You’ll be happy to know that you can skip those new-fangled gadgets in the cleaning aisle of the supermarket. You already have plenty of items around the house that can serve double duty as a cleaning tool including old toothbrushes, credit cards, and socks. Here are some nifty tips from the pros behind Consumer Reports’ “How to Clean Practically Anything” as well as some how-to videos that will get you started on your spring cleaning.

Toothbrush. Don’t toss that old toothbrush. Use it to get into hard-to-reach spots like window mullions, shower-door tracks, switch plates, and around faucets. But never use a dry brush. For deep cleaning, a moistened brush helps trap the dirt.

Sticky lint remover. This handy tool isn’t just for clothes; it’s also good for removing pet hair from sofas and other upholstered furniture. For heavy shedders, try a lint brush.

Umbrella. Forget the drop cloth. Hang an opened umbrella (the kind with a U-shaped handle) upside down from a chandelier to catch drips while you’re cleaning it.

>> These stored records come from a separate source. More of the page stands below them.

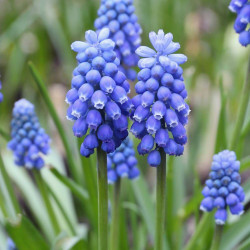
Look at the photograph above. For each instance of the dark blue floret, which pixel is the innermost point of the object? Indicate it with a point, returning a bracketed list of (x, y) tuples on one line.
[(122, 163), (125, 31), (98, 99), (223, 189), (29, 141), (159, 108), (242, 9)]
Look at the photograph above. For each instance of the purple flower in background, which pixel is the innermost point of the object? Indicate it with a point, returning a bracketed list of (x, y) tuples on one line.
[(119, 17), (160, 112), (11, 245), (1, 94), (242, 9), (223, 187), (122, 163), (98, 99), (29, 141)]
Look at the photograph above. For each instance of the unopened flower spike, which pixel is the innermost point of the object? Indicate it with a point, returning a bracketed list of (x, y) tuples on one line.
[(242, 9), (122, 163), (1, 94), (29, 141), (160, 112), (223, 189), (98, 99), (119, 17)]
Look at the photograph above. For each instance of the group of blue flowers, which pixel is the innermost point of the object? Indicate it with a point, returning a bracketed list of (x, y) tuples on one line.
[(242, 8), (223, 187), (29, 141), (122, 162), (125, 31), (100, 107), (160, 107), (98, 98)]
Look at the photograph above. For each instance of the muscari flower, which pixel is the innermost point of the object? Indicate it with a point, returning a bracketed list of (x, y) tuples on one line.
[(1, 94), (242, 9), (29, 141), (11, 245), (122, 163), (223, 187), (98, 98), (119, 17), (160, 112)]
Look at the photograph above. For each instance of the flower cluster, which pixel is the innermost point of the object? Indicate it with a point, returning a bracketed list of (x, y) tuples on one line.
[(242, 8), (1, 95), (10, 244), (29, 141), (119, 17), (159, 107), (223, 188), (122, 162), (98, 97)]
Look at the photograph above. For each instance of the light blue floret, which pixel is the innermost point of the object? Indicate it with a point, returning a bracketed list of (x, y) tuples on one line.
[(29, 141), (160, 111)]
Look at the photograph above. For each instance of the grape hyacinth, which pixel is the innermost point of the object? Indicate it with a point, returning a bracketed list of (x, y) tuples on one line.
[(29, 141), (10, 244), (98, 98), (242, 8), (223, 188), (159, 107), (122, 162), (1, 94), (119, 17)]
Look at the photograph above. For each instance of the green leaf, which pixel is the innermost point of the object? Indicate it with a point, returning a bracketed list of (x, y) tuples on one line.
[(25, 235), (236, 233), (75, 188)]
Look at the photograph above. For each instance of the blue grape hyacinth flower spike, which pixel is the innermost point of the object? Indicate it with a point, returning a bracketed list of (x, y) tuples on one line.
[(99, 104), (119, 17), (122, 163), (1, 94), (223, 188), (160, 112), (242, 9), (28, 140)]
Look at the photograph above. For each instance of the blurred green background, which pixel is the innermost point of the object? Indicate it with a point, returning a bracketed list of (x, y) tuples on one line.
[(42, 31)]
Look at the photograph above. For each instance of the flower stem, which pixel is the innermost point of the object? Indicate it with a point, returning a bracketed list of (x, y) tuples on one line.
[(160, 201), (9, 186), (115, 216), (217, 237), (102, 199), (43, 190), (242, 110)]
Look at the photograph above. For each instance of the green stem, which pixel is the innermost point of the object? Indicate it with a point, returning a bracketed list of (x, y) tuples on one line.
[(115, 216), (64, 213), (90, 180), (43, 190), (169, 200), (198, 232), (102, 199), (9, 186), (57, 122), (5, 135), (2, 205), (160, 201), (242, 110), (217, 237)]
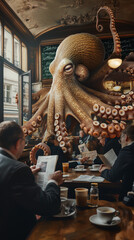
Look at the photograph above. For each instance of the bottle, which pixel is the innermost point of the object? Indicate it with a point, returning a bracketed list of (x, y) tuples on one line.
[(94, 194)]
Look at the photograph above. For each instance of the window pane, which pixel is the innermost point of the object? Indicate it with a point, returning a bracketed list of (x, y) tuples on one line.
[(10, 89), (24, 57), (0, 39), (16, 52), (7, 45)]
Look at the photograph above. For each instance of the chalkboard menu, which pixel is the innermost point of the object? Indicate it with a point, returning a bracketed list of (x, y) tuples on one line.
[(48, 53)]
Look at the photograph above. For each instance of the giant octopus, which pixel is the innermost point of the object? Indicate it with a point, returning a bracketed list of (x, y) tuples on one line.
[(78, 89)]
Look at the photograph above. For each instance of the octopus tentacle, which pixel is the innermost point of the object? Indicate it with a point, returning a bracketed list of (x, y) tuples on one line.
[(117, 46)]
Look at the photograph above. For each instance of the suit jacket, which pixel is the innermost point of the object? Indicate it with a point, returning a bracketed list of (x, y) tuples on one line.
[(123, 169), (21, 198)]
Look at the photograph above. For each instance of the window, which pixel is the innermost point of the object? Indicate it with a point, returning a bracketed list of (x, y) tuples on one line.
[(0, 39), (9, 93), (7, 44), (17, 49), (24, 57)]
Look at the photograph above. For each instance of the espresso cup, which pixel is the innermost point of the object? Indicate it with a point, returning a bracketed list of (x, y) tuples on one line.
[(64, 192), (65, 166), (106, 214), (81, 195)]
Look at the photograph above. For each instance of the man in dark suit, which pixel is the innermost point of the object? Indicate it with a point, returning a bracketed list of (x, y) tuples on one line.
[(123, 168), (20, 197)]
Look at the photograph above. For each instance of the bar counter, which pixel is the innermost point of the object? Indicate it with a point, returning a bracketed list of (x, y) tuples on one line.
[(79, 227)]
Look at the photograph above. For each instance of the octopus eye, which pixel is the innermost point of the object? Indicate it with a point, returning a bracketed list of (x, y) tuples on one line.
[(68, 68)]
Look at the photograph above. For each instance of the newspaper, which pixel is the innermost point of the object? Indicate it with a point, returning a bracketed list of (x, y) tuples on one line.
[(83, 148), (108, 158), (47, 165), (86, 153), (90, 154), (88, 178)]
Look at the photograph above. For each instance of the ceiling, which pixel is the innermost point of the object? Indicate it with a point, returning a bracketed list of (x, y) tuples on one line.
[(40, 15)]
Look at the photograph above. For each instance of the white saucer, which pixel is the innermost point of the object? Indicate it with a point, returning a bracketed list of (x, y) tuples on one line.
[(80, 170), (94, 219), (60, 215), (94, 169)]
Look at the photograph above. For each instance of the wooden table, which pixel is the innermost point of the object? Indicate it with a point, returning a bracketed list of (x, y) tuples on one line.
[(78, 227), (107, 190)]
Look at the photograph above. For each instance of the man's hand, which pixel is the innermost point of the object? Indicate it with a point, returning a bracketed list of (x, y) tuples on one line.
[(103, 167), (57, 176), (34, 169)]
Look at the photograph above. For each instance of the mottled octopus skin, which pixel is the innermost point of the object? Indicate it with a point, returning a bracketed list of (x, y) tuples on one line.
[(77, 89)]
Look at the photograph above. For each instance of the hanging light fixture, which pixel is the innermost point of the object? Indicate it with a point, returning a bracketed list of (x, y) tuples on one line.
[(115, 61)]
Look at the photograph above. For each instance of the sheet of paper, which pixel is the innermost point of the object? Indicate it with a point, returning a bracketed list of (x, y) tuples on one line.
[(47, 165), (108, 158), (83, 148), (90, 154), (88, 178)]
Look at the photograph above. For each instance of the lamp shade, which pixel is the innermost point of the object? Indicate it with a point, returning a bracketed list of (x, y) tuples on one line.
[(114, 62)]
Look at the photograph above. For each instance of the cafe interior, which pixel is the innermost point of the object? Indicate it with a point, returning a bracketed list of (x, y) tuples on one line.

Terry-cloth towel. To remove stubborn gunk on a granite countertop, wet a terry-cloth towel with hot water, then put it over the spot for a few minutes. The heat will help loosen the hardened spill so that you can wipe it up. You can also wrap a towel around a screwdriver and use it to clean grimy shower-door tracks.

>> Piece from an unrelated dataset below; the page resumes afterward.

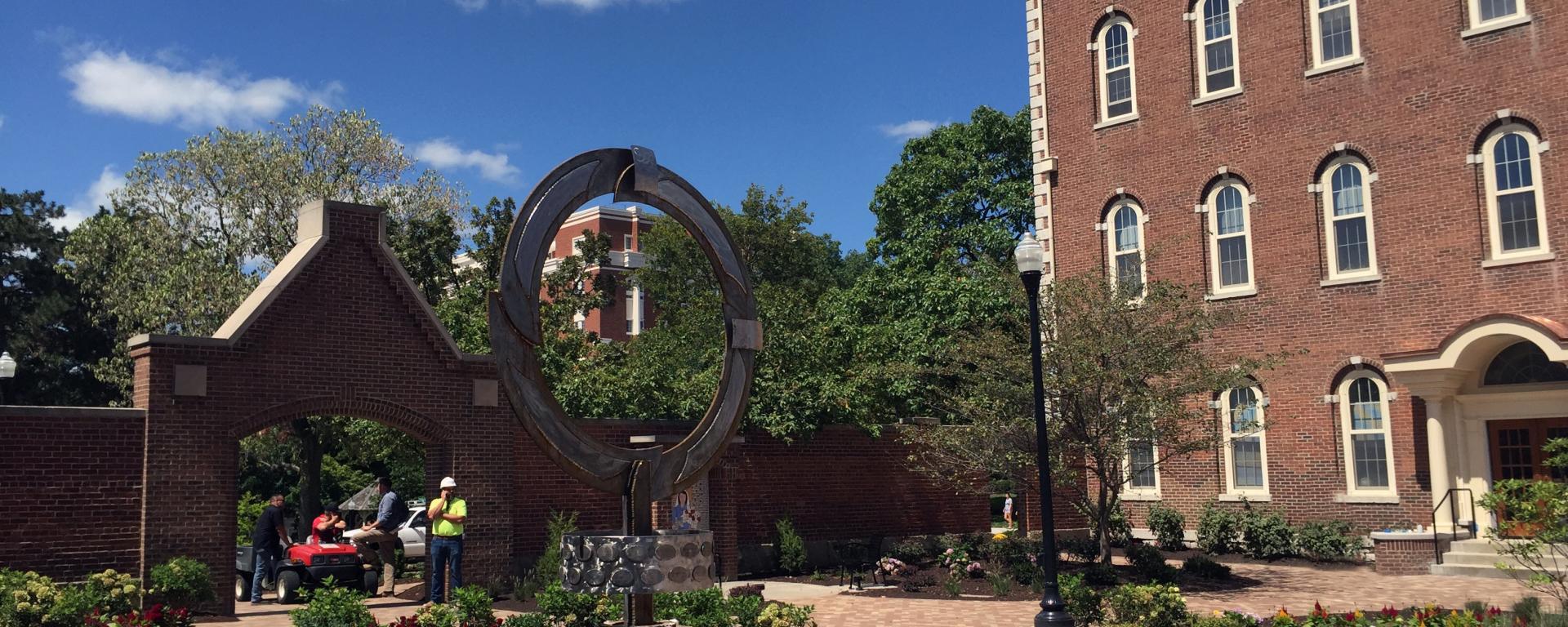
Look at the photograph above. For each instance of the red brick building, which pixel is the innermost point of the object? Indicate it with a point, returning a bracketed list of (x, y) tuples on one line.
[(1370, 180), (629, 311)]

Credit card. Use it for scraping off baked-on spills from oven and microwave interiors. The straight edge will lift the mess without scratching.

Damp socks. Dampen a cotton sock and wear it like a glove to clean the dust from broad-leaf houseplants.

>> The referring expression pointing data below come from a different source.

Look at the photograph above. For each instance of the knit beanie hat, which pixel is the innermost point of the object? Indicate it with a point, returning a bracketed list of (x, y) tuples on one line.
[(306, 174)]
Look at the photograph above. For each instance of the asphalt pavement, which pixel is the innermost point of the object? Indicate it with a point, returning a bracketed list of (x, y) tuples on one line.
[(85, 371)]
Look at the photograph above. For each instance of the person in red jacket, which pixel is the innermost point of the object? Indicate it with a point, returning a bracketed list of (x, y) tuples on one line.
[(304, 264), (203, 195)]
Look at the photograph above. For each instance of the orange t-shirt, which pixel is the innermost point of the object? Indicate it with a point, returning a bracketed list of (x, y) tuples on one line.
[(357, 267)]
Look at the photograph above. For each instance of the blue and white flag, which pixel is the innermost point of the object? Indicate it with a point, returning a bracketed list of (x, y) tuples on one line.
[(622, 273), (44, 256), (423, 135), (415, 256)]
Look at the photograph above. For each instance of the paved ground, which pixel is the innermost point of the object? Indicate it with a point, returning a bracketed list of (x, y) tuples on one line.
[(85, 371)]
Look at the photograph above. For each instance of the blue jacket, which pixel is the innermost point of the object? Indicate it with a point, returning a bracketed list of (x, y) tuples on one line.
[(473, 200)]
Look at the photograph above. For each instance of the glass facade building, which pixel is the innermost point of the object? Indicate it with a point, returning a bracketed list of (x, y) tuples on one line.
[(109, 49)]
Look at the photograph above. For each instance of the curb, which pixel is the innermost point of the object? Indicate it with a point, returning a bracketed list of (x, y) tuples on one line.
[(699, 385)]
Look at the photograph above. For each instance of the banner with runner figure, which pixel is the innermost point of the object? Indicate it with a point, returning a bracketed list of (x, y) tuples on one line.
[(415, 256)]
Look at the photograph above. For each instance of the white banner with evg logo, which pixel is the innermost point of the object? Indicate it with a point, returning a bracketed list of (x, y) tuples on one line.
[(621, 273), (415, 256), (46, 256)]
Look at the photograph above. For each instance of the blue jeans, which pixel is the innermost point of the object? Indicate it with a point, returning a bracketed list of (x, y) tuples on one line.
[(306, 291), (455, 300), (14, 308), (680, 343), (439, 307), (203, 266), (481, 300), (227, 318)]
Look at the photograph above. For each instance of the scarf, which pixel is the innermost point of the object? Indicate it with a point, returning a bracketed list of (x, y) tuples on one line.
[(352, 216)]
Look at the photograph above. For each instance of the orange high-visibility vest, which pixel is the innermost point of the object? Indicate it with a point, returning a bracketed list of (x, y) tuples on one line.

Cloth diaper. Soft and absorbent, it makes a great dusting cloth that won’t scratch surfaces. Some experts prefer one with an 8-ply thickness in the center and 4-ply on the sides. Wash diapers four or five times before using to remove lint.

Rain-X. Just like it does on your car’s windshield, Rain-X will repel the water on your shower door to keep it clean longer. Apply a coat to freshly cleaned shower doors.

Plastic wrap. After cleaning the top of the refrigerator, line it with a piece of plastic wrap. You won’t be able to see it, and future cleanings will only require peeling off the plastic, tossing it, and replacing.